Brendan Fraser says he was groped by ex-HFPA president, and it nearly ruined his career
As decades’ worth of harrowing secrets came out in the wake of the allegations against Harvey Weinstein, several chilling patterns began to emerge. One of the most chilling was this: Actresses who had endured sexual assault and harassment from Weinstein, and who protested this terrible treatment, just sort of fell off the map. They weren’t getting roles anymore, or at least not roles as big as the ones that had flung them into Weinstein’s orbit in the first place. And that phenomenon is not limited to just one company—or, indeed, just to women—as is revealed in GQ’s new profile of early ‘00s leading man Brendan Fraser poignantly titled, “What Ever Happened To Brendan Fraser?”

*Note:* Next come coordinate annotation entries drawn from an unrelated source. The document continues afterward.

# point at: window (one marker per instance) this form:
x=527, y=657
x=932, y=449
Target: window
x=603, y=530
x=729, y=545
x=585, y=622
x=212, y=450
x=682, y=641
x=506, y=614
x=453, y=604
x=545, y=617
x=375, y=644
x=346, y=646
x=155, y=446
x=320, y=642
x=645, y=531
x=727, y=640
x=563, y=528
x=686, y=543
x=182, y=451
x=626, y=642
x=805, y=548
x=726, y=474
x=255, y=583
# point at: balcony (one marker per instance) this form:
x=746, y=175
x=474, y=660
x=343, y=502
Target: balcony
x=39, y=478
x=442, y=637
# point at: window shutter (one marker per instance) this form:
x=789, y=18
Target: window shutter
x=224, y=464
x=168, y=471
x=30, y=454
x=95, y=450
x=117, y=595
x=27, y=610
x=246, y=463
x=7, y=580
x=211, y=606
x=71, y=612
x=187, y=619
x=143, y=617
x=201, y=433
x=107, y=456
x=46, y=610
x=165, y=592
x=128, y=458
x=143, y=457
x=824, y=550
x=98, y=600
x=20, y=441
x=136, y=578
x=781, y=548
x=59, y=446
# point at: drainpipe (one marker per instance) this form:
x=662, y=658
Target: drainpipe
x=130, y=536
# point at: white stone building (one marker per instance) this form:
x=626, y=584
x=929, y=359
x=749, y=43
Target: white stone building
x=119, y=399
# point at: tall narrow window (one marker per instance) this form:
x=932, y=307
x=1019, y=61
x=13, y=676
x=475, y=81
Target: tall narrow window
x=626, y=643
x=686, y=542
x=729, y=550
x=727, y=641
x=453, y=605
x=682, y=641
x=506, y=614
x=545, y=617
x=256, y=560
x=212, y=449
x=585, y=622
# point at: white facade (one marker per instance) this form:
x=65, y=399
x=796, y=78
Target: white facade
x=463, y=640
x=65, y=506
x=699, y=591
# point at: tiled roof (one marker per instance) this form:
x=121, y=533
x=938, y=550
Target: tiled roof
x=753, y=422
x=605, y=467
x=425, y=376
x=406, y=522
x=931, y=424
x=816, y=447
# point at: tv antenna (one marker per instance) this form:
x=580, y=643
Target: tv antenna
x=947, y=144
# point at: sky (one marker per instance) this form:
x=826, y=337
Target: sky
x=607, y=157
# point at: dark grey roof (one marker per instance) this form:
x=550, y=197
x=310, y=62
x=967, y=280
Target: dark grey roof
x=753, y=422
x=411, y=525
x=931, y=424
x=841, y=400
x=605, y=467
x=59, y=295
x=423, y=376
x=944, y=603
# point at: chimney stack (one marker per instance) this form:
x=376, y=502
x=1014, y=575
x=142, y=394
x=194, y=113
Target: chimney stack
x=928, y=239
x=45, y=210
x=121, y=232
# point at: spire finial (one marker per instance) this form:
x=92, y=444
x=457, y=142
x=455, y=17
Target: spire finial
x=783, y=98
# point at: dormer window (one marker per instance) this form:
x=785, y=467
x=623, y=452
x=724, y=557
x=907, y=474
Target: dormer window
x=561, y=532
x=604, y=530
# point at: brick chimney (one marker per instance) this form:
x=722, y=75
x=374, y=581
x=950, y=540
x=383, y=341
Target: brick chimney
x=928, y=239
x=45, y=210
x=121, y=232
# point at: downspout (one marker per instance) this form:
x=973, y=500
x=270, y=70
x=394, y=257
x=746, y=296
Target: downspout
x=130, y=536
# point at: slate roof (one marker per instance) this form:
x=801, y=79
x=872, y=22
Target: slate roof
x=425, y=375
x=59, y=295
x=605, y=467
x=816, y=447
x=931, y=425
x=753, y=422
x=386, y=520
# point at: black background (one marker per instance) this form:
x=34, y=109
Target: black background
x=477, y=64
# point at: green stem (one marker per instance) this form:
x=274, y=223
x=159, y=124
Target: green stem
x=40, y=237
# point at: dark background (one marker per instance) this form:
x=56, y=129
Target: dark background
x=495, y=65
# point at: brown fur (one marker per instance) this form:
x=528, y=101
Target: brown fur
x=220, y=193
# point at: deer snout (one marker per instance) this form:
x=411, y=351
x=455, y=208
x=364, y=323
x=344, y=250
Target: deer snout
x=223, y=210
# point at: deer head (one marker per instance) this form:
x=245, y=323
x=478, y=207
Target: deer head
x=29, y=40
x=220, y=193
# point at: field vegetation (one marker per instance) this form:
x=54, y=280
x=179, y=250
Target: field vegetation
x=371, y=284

In the profile, which opens with a lengthy description of Fraser rescuing a horse from the set of a History Channel series and bringing it back to his farm in upstate New York as a companion for his autistic son, Fraser tells writer Zach Baron something he’s never revealed publicly before: That, in 2003, he was forcibly groped by former Hollywood Foreign Press Association president Philip Berk at a luncheon. Berk claims a number of things about the encounter: First, he wrote in his memoir that the incident was just a joking pinch on Fraser’s butt; then, he boasted that the apology letter he wrote Fraser in 2005 at the insistence of Fraser’s reps was insincere; and finally, in a recent e-mail to GQ, he says that “Mr. Fraser’s version is a total fabrication.”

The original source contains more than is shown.